How to show interest in sex without seeming needy or creepy?
Okay, there has been a lot of helpful stuff in here--more than I expected to get.
In answer to your questions, I am nonbinary and have a female body, and the person in question I know for a fact is okay with people like that (although that doesn't necessarily mean he'd be interested in me).
I am used to being the "pursuer" in sex, and I'm also used to pursuing people who are willing to have sex pretty quickly after meeting me. Usually it's fairly easy for me to come up with reasons to have the person be alone with me at my apartment, but with this guy it's not so easy. He's busy, and a lot of my "come hang out with me at my apartment" excuses involve things that look like larger time commitments...AND even if he does want to have sex with me, HE can't pursue seeing me alone without coming off as a big creep. I kind of have to stick to my pursuer role here because he's a little older and I'm Autistic so if he pursued me he might seem to be taking advantage of me. But I don't think I can use my ordinary tactics with this guy.

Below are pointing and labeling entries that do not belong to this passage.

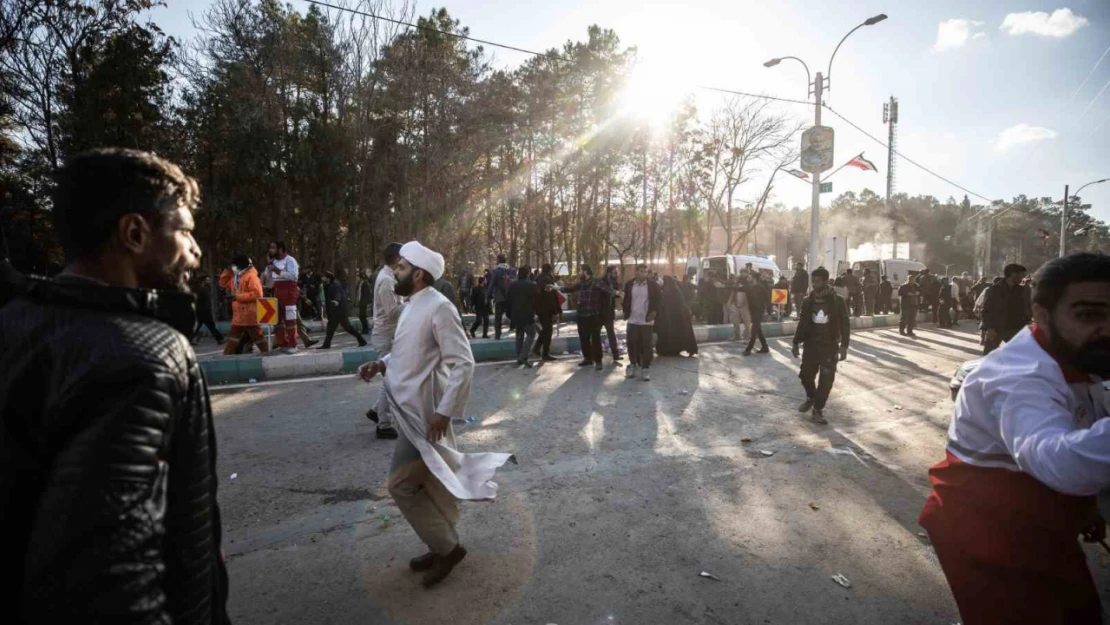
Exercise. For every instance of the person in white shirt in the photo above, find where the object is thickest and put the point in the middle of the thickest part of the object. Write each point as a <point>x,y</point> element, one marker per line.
<point>284,272</point>
<point>641,304</point>
<point>427,382</point>
<point>387,306</point>
<point>1028,450</point>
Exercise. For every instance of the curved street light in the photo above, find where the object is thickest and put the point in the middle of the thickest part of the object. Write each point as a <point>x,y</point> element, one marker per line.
<point>818,86</point>
<point>1063,213</point>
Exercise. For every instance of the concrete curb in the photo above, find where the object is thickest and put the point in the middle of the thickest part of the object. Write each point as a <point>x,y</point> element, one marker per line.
<point>240,370</point>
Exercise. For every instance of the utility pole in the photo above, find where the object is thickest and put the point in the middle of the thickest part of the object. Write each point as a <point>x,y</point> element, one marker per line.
<point>890,118</point>
<point>815,224</point>
<point>1063,222</point>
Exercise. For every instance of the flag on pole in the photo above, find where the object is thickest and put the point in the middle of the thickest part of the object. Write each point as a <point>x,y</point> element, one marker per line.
<point>863,163</point>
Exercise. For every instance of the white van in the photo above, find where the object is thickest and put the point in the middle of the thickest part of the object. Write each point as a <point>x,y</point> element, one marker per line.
<point>894,269</point>
<point>727,265</point>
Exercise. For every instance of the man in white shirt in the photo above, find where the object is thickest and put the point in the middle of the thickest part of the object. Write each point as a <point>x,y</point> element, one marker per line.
<point>427,382</point>
<point>284,272</point>
<point>387,305</point>
<point>1028,450</point>
<point>641,302</point>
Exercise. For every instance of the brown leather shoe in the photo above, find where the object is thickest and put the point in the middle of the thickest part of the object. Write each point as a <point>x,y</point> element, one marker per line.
<point>423,563</point>
<point>442,566</point>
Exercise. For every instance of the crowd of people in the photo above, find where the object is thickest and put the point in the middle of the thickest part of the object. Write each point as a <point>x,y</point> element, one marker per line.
<point>108,455</point>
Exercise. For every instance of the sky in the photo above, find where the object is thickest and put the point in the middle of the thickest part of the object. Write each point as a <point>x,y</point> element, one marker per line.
<point>998,97</point>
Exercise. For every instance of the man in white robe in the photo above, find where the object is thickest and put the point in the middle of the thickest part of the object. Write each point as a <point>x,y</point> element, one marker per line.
<point>427,382</point>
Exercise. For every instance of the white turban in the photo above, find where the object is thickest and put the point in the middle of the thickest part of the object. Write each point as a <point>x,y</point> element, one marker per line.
<point>421,256</point>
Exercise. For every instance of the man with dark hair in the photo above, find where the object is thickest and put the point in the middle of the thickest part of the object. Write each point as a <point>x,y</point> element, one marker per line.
<point>427,382</point>
<point>591,292</point>
<point>522,304</point>
<point>283,271</point>
<point>497,292</point>
<point>907,306</point>
<point>641,304</point>
<point>386,313</point>
<point>547,310</point>
<point>109,508</point>
<point>1003,309</point>
<point>339,308</point>
<point>824,330</point>
<point>608,310</point>
<point>1028,450</point>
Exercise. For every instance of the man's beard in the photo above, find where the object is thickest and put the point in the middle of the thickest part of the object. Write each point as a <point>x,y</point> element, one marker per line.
<point>169,278</point>
<point>405,286</point>
<point>1091,358</point>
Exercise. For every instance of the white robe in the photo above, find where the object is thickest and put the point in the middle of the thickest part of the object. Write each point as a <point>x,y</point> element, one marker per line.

Also, coming off as creepy IS a big worry for me, because I seem to follow the male rules for seeming creepy rather than the female rules. I've scared males and females many times when I was younger and I don't want to do that. But I also don't want to seem needy because that's a big turnoff. I hate it when someone's making it so obvious that they want to f**k me that *I* can pick up on it, and I'm not interested in them, and they keep doing it.
This is the beginning of a friendship--a romantic relationship is something I'm probably not going to touch with this guy. I just want to be friends with him and have sex with him.
As for "hey, let's have sex"...in my experience with getting people to have sex with me, I've found that it's MUCH better to ask them in person, in the place where we would have sex. Asking in any other setting tends to shut down the possibility of the sex, because even if both people are interested, for some reason it never seems to happen. I know I can psych myself out after I know someone is interested in me.
Find out the reason I am so attracted to him...the reason I'm so attracted to him sexually is because of physical chemistry. He's a good, cool person and I'd like to be friends with him and stuff but that's not what my genitals care about. I'd be this sexually attracted to him if he were an a**hole.
The only other thing here is that I do NOT kiss (sensory issue combined with backstory issue makes it a never thing for me)...and I rarely touch people, so if I tried to hug him or something, especially in front of other people, it'd probably freak him out. One of the first things I do when I meet people is make sure they know not to touch me...that being said, since he DOES know I don't usually touch people, maybe if I did a less obtrusive touch, it'd show him that I was interested in him in some way? I'd be treating him differently from how I ordinarily treat people, and since he KNOWS I don't touch people and doesn't try to touch me (which makes me really happy) it might make him think.